Ricky (20+13) gana a Willy (15+8) en otro partidazo sin premio de Kemba Walker (47 puntos)

Los españoles estuvieron muy bien, pero más lo estuvo Walker. El base no consigue hacer ganar a su equipo cuando mete muchos puntos.

Los Jazz no tuvieron problemas para vencer a los Hornets en Salt Lake City. El protagonismo fue español en la cancha, con buenas actuaciones tanto de Ricky como de Willy. Terminaron ganando los locales por 111-102.
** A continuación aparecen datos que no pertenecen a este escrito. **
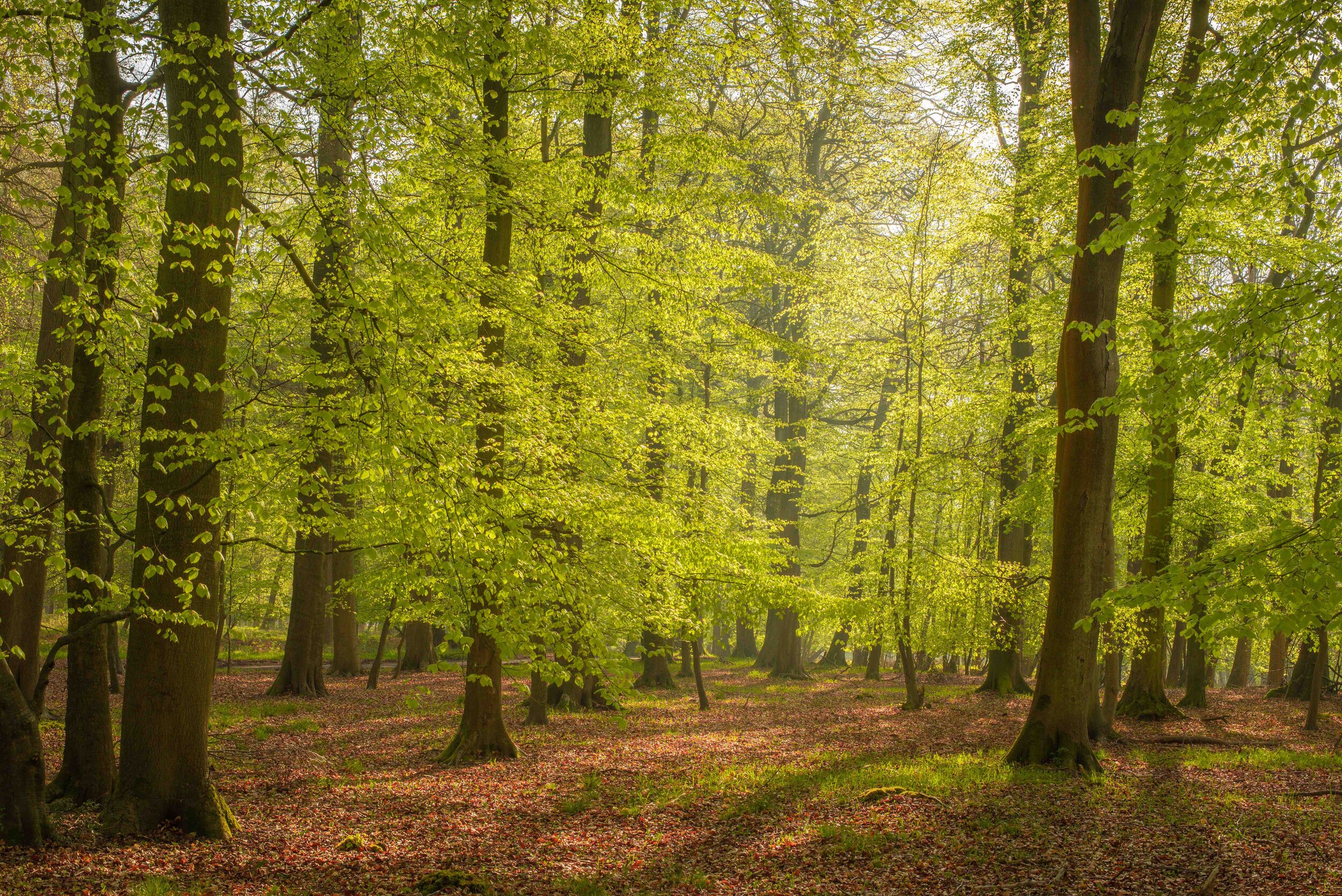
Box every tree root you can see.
[858,786,946,806]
Ricky Rubio empezó bien, metiendo un par de canastas. Fue eso, un par de canastas, lo que consiguió Bismack Biyombo también en los primeros cinco minutos: fueron dos de las tres únicas que anotaron los titulares de los Hornets que no se llamaban Kemba Walker (47/53, 88,7%), lo que supone el mayor porcentaje en un partido desde que se registran estas estadísticas (1970). La salida del otro español en liza, Willy Hernangómez, fue del todo positiva: dos buenas acciones cerca del aro, un rebote-mate y buena intensidad a la hora de buscar los huecos en ataque llevaron a los Hornets, de la mano también de Monk y Lamb, a ponerse por delante en el marcador (28-29, minuto 16). Y ahí terminó todo para los Hornets: los iniciales de los Jazz volvieron a la pista después de un tiempo muerto y el equipo local se fue en el marcador con Gobert y Sefolosha haciendo daño desde la verticalidad. Al descanso la diferencia ya superaba la decena. 
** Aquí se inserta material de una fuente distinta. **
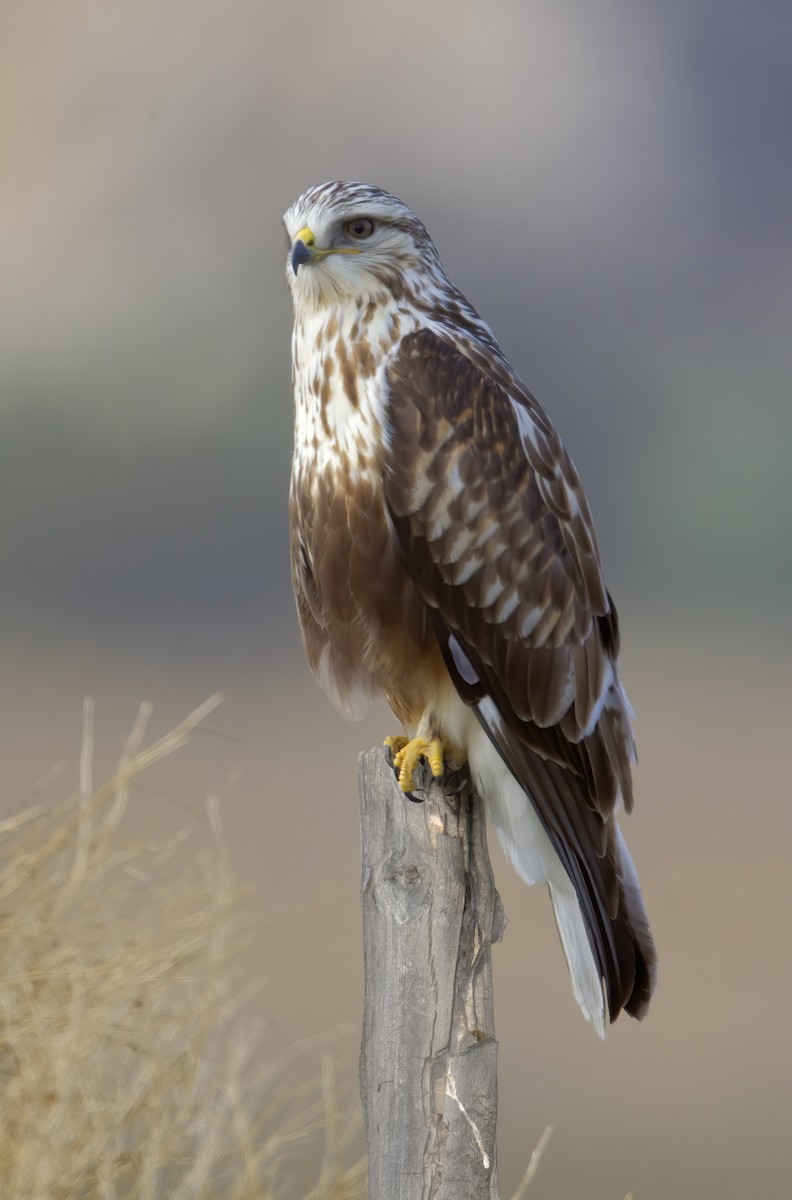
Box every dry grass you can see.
[0,697,365,1200]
Le tocó a Kemba Walker ponerse de nuevo la capa de héroe, aunque tuvo que ir a la tintorería al acabar el partido. 38 de sus 47 puntos llegaron en la segunda parte, pero no pudo evitar el desastre. Los Hornets, sin embargo, mostraron una cara mucho mejor a la del día anterior en Oakland ante los Warriors. Sigue adoleciendo de problemas graves, que son los que les han separado -hasta ahora, todavía tienen opciones- de los 'playoffs'.
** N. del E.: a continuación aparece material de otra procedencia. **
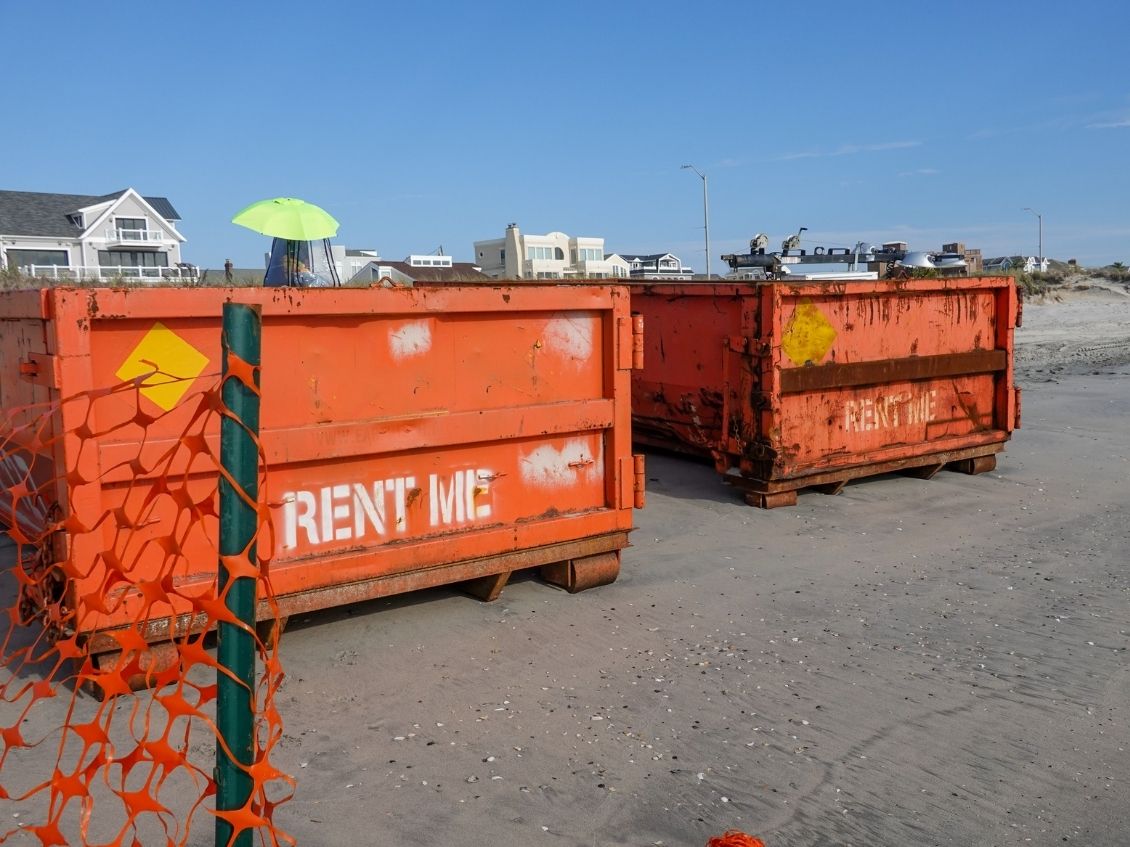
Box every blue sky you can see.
[0,0,1130,272]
Walker se puso las botas, supo hacer daño a los Jazz con acciones de yoyó y también con penetraciones fulgurantes. Recital que no es el primero esta temporada, aunque el problema para su equipo y él es que sólo ha ganado uno de los seis partidos de 40 puntos que ha hecho (empata con Kevin Love en la peor marca de la historia de la NBA en este sentido).

Los Hornets continúan en la pelea porque sus rivales han perdido también, pero se ha chocado de bruces con los equipos del Oeste en esta recta final de la temporada en la que pelea por seguir unas semanas más en competición. Para los Jazz es la quinta victoria consecutiva, la décima en los últimos once partidos.